This is such a simple question and one usually used when attempting to be compassionate. You come an old man asking for help opening a door, how can you say no? You walk past a homeless woman who sincerely looks in need of something to eat, how can you say no? You see a cute little Girl Scout selling chocolate mint cookies, how can you say no? OK, maybe the last one has to do more with your sweet tooth than anything else!
For close to 21 of the 24 years that I have been on this earth, I have lived for myself. While in those years, I have yielded my wants and desires to help others plenty of times, my main focus was satisfying me. I lived for myself and only for myself. When you are a selfish person, you tend to think you are anything BUT selfish. I was truly a selfish person.
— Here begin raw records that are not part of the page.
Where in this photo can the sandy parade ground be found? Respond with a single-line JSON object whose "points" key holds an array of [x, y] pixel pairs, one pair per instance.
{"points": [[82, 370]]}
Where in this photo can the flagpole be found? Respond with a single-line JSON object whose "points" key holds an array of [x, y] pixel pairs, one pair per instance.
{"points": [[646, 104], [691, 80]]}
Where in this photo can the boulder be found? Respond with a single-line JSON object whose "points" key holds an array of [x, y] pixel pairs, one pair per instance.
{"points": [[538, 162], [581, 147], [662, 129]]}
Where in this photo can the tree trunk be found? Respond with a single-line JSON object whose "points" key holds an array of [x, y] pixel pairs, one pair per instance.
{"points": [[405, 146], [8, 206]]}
I still struggle with this today, but it is amazing the difference a few years can make.
I have had people ask me the following questions:
· Why would you want to move back to Selma?
· Why would you want to work at a church when you could be making more money somewhere else and not working on Sunday?
· Why? Why? Why?
My overwhelming response is, how can I say no even if I wanted to?
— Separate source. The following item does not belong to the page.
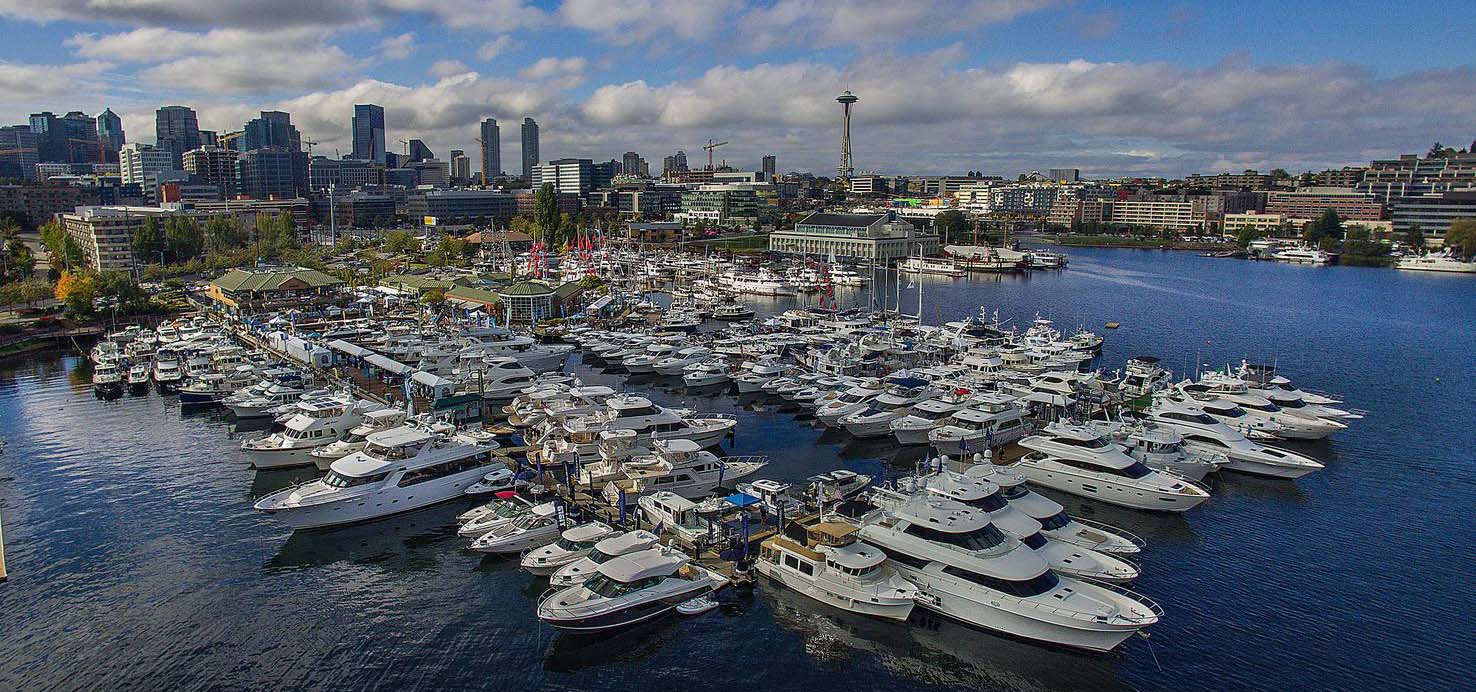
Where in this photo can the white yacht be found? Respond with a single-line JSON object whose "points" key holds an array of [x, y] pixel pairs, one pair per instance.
{"points": [[524, 533], [896, 402], [974, 573], [573, 545], [613, 546], [709, 372], [675, 365], [397, 471], [830, 565], [354, 440], [1079, 461], [994, 419], [316, 424], [675, 465], [852, 400], [1205, 433], [924, 418], [986, 496], [629, 589]]}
Many times in my 24 years of existence as a human being, I have more than tried to ruin my life. At one point, I was on a direct course for the destruction of my life. For people on the outside looking in, I was nothing more than an irresponsible, immature boy, who acted like most others my age. To them I wasn’t an angel, but I surely wasn’t the devil either.
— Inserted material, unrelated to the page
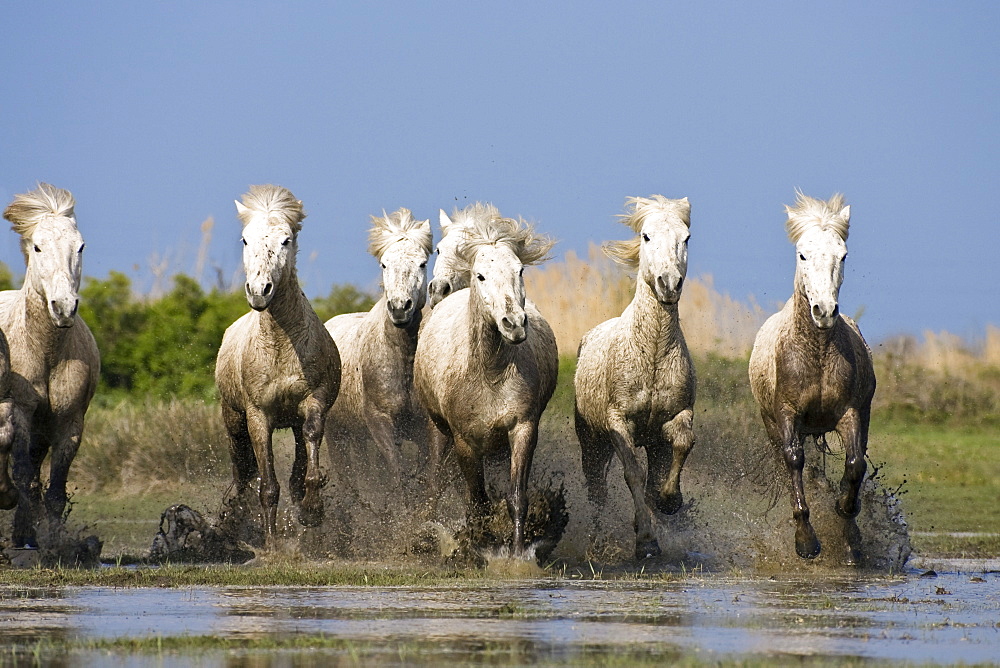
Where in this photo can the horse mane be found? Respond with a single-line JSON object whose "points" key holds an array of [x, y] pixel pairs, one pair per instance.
{"points": [[529, 247], [28, 208], [273, 202], [810, 213], [637, 210], [387, 229], [462, 218]]}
Inside of me was a different story completely. My heart had become hard and black. I treated my parents and friends badly, but nothing compared to the way I treated my physical and emotional well-being.
In my darkest of times, when I knew I could go on no further, that is when it happened. Jesus had given me life so many years ago to only watch me completely throw it away. He was always there, always calling, always encouraging….all of His words seemed to fall on deaf ears. And now, at the culmination of my selfish life where I did nothing but throw away the gift He so preciously bought for me, He was there. He did not show up with a spirit of condemnation, but one of acceptance and compassion. Exactly like the father of the lost son (Luke 15), He came running to greet me with a hug and a kiss. He had reached out to me in the darkness of my life and had come to MY RESCUE!
He has been, is, and will always be “my Rescuer.”
How can I possibly say no to anything He asks of me?